Y0 Evaluation

available

Graded, not vibes — score runs against rubrics before and after they ship.

[ 01 ]Spec sheet

statusavailable
context window32k tokens per judgment
latency p50650 ms per judgment
price$1.00 in / $4.00 out

Y0 Evaluation is the family that answers the question every team eventually asks: is it actually good? It is a set of judge models trained to score outputs against rubrics — faithfulness to attached context, completeness against the ask, tone fit, policy compliance, format validity — and calibrated against human raters so a 0.85 means the same thing next month as it does today. It runs in two places.

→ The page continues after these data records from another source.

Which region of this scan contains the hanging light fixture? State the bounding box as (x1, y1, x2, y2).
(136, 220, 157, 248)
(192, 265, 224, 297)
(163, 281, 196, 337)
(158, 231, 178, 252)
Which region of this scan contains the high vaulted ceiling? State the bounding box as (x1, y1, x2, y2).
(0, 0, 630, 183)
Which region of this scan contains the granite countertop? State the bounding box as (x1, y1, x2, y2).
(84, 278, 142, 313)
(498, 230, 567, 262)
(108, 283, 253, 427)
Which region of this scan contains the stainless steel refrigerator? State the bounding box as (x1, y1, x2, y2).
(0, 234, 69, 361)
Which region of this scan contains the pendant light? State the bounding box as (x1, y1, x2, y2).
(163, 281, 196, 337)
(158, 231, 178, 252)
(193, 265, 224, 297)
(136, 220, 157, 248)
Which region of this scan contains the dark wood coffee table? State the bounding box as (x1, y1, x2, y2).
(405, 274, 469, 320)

Offline, it powers the evals pillar: you assemble a suite of cases, pin it to a model version, and every release candidate gets graded before it can be promoted, turning 'the new model feels worse' into a diff you can read. Online, it samples production runs and scores them continuously, so quality regressions show up on a dashboard within hours instead of in a churned customer's exit interview. Judgments are themselves traced — every score ships with the rubric line it applied and the evidence span it weighed, because an unexplained 0.4 is just another opinion. Teams also use it as a gate inside agent workflows: an output below threshold gets retried or routed to a human instead of sent. Generally available; judge rubric packs for common tasks ship in the cookbook.

[ 02 ]Capabilities

Rubric-based scoring calibrated against human raters

Faithfulness checks that verify claims against attached context

Suite runs that gate model and prompt promotions in CI

Continuous sampling of production traffic with drift alerts

Explained judgments — every score cites rubric line and evidence

[ 03 ]Best for

Regression-gating prompt and model changes before release

Production quality monitoring without manual spot checks

In-workflow gates that catch bad outputs before they send

[ 04 ]Sample request

[ request ]application/json
{
  "model": "y0-judge",
  "run_id": "run_4af2c19e",
  "rubric": "rb_faithfulness_v2",
  "threshold": 0.8,
  "on_fail": "flag"
}